The second half of the Éléments focuses on the theory of transfer. Transfer is the component of Tesnière's theory that addresses syntactic categories. Tesnière was interested in keeping the number of principle syntactic categories to a minimum. He acknowledged just four basic categories of content words: nouns, verbs, adjectives, and adverbs. The abbreviations he used for these words match the last letter of the corresponding Esperanto designations. In addition to these four basic content words, he also posited two types of function words, indices and translatives. He took articles and clitic pronouns to be indices, and typical translatives were subordinators and prepositions. The main task translatives perform is to transfer content words from one category to another. For instance, prepositions typically transfer nouns to adjectives or adverbs, and subordinators typically transfer verbs to nouns. For example, in the phrase le livre de Pierre 'the book of Peter, Peter's book', the preposition de serves to transfer the noun Pierre to an adjective that can modify the noun livre. In other words, the noun Pierre, although it is technically not an adjective, comes to function like an adjective by the addition of the translative de. Transfer is represented in stemmas using a special convention. The following stemmas represent the phrase de Pierre 'of Peter' and the sentence Écrivez dans le livre de votre ami 'Write in the book of your friend':
The translative and the word that it transfers are placed equi-level and a vertical dividing line separates them. The target category, i.e. the category that is the result of transfer, is indicated above the horizontal line. In the first stemma above, the A indicates that Pierre has been transferred to an adjective. The stemma below shows two instances of transfer, whereby the first indicates that dans livre de votre ami is transferred to an adverb, and the second that de votre ami is transferred to an adjective.

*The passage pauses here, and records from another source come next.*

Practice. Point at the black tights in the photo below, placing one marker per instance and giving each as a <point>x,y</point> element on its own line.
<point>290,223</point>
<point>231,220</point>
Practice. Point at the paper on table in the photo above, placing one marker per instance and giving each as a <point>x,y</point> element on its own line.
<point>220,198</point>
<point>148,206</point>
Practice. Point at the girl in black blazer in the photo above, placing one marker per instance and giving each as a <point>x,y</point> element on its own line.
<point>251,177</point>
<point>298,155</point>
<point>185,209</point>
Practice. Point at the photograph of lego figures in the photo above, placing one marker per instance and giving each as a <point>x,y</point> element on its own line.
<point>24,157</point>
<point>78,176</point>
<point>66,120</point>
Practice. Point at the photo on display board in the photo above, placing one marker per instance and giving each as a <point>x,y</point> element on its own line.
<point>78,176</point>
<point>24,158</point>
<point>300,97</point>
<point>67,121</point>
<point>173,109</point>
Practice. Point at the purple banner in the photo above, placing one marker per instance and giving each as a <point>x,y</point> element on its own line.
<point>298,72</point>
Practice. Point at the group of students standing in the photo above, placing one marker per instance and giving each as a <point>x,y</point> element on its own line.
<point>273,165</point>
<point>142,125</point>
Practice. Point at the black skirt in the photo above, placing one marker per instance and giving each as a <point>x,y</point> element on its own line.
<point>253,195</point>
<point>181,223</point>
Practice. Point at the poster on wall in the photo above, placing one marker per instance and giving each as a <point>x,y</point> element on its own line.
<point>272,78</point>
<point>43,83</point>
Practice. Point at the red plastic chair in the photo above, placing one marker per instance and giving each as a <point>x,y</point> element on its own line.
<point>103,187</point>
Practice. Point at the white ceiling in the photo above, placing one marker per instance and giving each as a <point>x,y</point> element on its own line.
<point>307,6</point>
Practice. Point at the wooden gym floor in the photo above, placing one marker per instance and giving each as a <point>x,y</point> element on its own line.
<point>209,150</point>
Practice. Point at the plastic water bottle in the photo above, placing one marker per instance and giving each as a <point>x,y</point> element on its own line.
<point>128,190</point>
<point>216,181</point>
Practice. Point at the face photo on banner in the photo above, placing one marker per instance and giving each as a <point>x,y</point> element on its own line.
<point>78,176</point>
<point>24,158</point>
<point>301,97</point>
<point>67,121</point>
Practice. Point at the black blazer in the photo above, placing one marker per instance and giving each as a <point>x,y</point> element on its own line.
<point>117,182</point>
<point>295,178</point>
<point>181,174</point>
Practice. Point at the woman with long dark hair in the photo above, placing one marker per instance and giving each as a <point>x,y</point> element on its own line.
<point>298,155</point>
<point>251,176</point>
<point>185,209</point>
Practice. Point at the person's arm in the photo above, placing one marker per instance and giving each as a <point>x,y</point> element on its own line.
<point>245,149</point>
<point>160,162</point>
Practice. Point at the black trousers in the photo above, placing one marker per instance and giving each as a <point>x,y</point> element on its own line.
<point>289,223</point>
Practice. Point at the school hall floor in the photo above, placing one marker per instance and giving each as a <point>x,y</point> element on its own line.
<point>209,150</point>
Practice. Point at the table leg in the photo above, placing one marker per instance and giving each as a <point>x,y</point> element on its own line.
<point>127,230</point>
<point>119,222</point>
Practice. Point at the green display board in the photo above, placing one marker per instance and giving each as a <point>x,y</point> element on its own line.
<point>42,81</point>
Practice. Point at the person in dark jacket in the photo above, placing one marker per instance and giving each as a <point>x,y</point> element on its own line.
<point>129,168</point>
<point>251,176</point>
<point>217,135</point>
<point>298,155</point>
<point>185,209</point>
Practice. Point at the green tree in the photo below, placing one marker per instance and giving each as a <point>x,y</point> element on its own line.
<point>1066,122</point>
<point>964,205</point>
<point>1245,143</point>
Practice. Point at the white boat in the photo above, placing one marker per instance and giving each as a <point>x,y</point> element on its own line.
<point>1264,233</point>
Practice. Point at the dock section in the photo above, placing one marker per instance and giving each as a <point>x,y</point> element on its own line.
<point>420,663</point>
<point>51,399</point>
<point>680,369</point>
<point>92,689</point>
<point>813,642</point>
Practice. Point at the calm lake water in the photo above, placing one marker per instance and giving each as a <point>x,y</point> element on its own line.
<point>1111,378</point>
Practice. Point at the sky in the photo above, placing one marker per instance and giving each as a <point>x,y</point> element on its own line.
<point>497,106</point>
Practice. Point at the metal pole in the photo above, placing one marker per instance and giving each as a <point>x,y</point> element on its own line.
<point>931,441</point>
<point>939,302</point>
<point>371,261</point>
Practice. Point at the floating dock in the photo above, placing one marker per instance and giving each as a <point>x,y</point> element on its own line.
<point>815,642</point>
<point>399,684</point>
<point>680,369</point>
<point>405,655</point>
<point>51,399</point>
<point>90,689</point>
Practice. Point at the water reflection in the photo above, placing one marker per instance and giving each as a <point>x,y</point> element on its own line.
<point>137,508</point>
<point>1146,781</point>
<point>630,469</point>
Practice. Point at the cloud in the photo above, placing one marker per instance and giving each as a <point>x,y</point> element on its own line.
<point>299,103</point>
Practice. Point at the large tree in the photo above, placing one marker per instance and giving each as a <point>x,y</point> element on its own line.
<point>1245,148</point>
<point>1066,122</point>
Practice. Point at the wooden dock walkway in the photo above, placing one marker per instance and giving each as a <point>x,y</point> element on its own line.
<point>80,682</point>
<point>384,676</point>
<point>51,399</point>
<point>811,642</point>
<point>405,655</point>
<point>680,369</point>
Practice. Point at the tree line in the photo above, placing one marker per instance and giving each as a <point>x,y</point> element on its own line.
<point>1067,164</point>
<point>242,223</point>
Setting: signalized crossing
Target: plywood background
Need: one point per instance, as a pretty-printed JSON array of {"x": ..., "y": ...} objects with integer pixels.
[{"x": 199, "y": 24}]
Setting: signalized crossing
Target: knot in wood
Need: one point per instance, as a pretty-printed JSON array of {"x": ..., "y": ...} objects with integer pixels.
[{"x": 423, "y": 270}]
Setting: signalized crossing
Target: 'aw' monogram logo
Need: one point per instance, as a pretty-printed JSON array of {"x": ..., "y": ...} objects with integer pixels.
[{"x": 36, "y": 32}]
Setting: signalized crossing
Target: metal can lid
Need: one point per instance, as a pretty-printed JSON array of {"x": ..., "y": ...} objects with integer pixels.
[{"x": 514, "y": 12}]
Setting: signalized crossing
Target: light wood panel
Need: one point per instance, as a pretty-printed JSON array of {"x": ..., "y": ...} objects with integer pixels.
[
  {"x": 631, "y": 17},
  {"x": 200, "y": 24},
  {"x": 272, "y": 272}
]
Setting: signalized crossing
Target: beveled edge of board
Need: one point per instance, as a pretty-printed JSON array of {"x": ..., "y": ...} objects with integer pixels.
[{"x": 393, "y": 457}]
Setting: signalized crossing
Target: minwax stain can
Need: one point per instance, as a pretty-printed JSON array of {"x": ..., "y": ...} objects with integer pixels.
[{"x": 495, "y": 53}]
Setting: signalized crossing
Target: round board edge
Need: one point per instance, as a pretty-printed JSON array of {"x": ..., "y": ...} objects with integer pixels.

For Tesnière, the ability to transfer one category to another at will in fluid speech is the primary tool that makes truly productive speech possible. Syntactic categories that alone are not capable of combining with each other can be immediately unified by a translative that effects transfer.

Legacy

Tesnière's legacy resides primarily with the widespread view that sees his Éléments as the starting point and impetus for the development of dependency grammar. Thus the frameworks of syntax and grammar that are dependency-based generally cite Tesnière as the father of modern dependency grammars. Tesnière himself did not set out to produce a dependency grammar, since the distinction between dependency- and constituency-based grammars was not known to linguistics while Tesnière was alive. The distinction first became established during the reception of Tesnière's ideas.
Tesnière's legacy is not limited to the development of dependency grammar, however. As stated above, a number of the key concepts that he developed are cornerstones of most modern work in the field of syntax. Tesnière does not receive the full credit that he perhaps deserves for his contribution to the field of syntax. Tesnière died shortly before the initiation of generative grammar, and his Éléments remained untranslated to English until 2015. Thus his influence has been greater in Europe than in English-speaking North America.